People make fun of them, calling them tornado magnets. They come in all shapes and sizes, just like humans, including double-wide. But if you claim to be a Southerner and you can honestly say you don't like the smell of a new mobile home, or if you have never sniffed one up close and personal, you may need to move up north and cash in your Southern heritage because there's something running in your veins and it ain’t grits.
When I was a kid living in Montgomery, Alabama, for fun and cheap entertainment, we'd visit the local mobile home sales lot on the Mobile Highway. And we weren't alone. Don’t laugh and look at me like that. A lot of people did this. I always thought it ironic that mobile homes were sold on the Mobile Highway. When I was eight, I asked my mom if Mobile, Alabama, was named after the many mobile homes down there.
From the metal step to the paneling and perfect-fitting appliances, this dwelling built for speed, to my way of thinking, had to be the perfect invention – totally self-contained and with wheels. Does it get any better than that?
I loved the idea of living in a trailer. My personal favorite was a Fleetwwood. I admired them inside and out, and even designed one with a jet engine for quick getaways. I designed one for space. I designed one as a submarine. I drew Johnny Quest and Space Ghost living in mobile homes. I was fixated on the darned things - which is how I know for certain that I am truly Southern.
Some mobile homes had entire walls that were mirrors to fool you into thinking the thing was bigger than the width of a highway lane. Some had amazing kitchens and bathrooms, and a few even had vaulted ceilings. But it was the Magic-Marker-ish smell of a new mobile home interior that lured me in as if I had a hook in my snout. Like a new car, a new mobile home smelled like nothing else. It was a unique smell that said, "Hook me up, brother, I'm ready to haul some rednecks and their furniture."

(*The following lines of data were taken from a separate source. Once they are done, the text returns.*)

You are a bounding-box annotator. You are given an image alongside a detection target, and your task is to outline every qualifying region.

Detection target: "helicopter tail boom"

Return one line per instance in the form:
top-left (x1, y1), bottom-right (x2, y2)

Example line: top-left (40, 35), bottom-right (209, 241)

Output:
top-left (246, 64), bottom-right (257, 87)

There are many smells that I associate with my seriously Deep South upbringing. The smell of a new pickup truck and the aroma of hot-out-of-the-oven sweet potato pie come to mind. The smell of pork barbecue and pinesap and turnips cooking all ring bells in my brain that curl my tongue into a y'all. The smell of English Leather and Brut and Old Spice aftershave instantly adjusts my memory knobs to a certain time and place down home, likely the Fendley Drive-In popcorn or the Covington County Fair that somehow mixed the aromas of cotton candy, manure and vomit into nasal gumbo.
The smell of rain quilting into the cooling humidity of an afternoon thunderstorm fills my head with wiregrass and magnolias and images of lower Alabama, as does a new baseball glove and mothballs and pork link sausage and the salty smell of the Gulf of Mexico and coconut suntan oil and fresh-cut grass.
You can taste Southern smells too: cat-head biscuits and hoecake cornbread and watermelons, percolator coffee, fried chicken and homemade peach ice cream. Fig tarts coming out of a fryer or salty ham coming out of a smokehouse will quickly yank my mind back to a time when my accent was twice as pronounced as now. A Baptist hymnal has a smell like nothing else in the entire world and one whiff connects your vocal cords to the Good Lord's ear. Maybe the South is more a smell than a region.
Still, when all the Southern smells are tallied and organized and ranked, the smell of a new mobile home stands out as the one smell that says, “You are now officially below the Mason-Dixon line.” New carpet and fresh plywood and mind-bending glue and aluminum cooking in the sweet Southern heat and humidity will conjure up a head-full of Lynyrd Skynyrd cranking “Ewwww, that smell!”
If this admission causes you to look down your nose at my trailer trashy olfactory glands, then maybe you need to ride over to the local mobile home sales office and test your own pedigree. You might find out just how Southern you really are.